PID files are harmful

Warning

This article has not been finished…

It has been over fifteen years I wanted to write about this, and the situation is arguably still the same as it was…

The last draft of this article is from 13 January 2015; if I were paid to procrastinate I would dominate the world.

Decades ago I was already puzzled by the (over) use of PID files in “serious” distributions such as RedHat, and the problems it caused.

PID files are commonly used by initialization scripts as a convenience for operations on the processes they control.

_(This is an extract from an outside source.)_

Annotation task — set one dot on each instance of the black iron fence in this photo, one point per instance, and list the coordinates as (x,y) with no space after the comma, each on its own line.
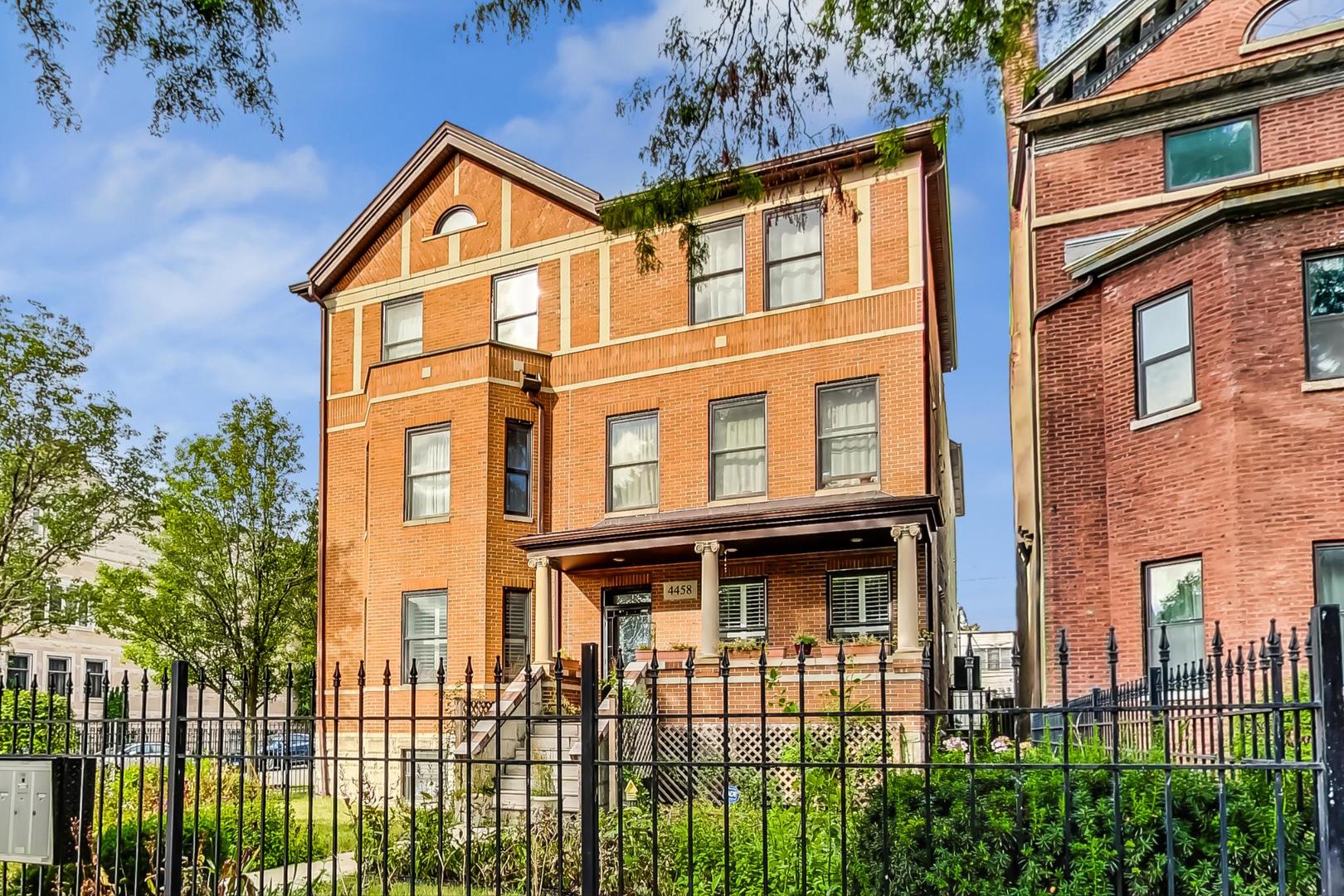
(735,774)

However they often do a poor job.

In the same vein, some says that init scripts are harmul; but in my opinion, as soon a PID file is involved, the solution is doomed to fail.

When does they fail

Ok, let’s take a few real-life examples on modern (as the time of writing [2015]), mainstream Linux distributions.

Syslog-ng on CentOS / RHEL 6

The configuration file was edited and the daemon reloaded, but it did not seems to be effective.

The daemon was then restarted, as some daemon do not reload everything immediately, but the issue stayed.

When listing the processes (ps(1)!) a few instances of the daemon where seen running concurrently.

A few instances? Even when the daemon was stopped?

For some reason, someday, the init scripts overwrited the PID file.

And it seems that when more than one instance of syslog-ng is running, the first one is keeping the hand on the sockets, the others failing silently to bind.

crond

I remember a few occasions when some scheduled scripts where executed more than once, sometimes conflicting together (especially when locks where involved).

Yes, it was simply caused by a rogue crond instance…

But often a simple problem takes too much time to investigate.

Alternatives

Many programs does not need a freaking PID file to know they are alive and to reload / stop; comming to my mind in no particular order are Postfix and nginx.

Binding to a socket

When the daemon is binding to a (Unix or IP) socket, it should “know” something is running here (that’s the main reason the Syslog-ng on CentOS / RHEL 6 is a WTF).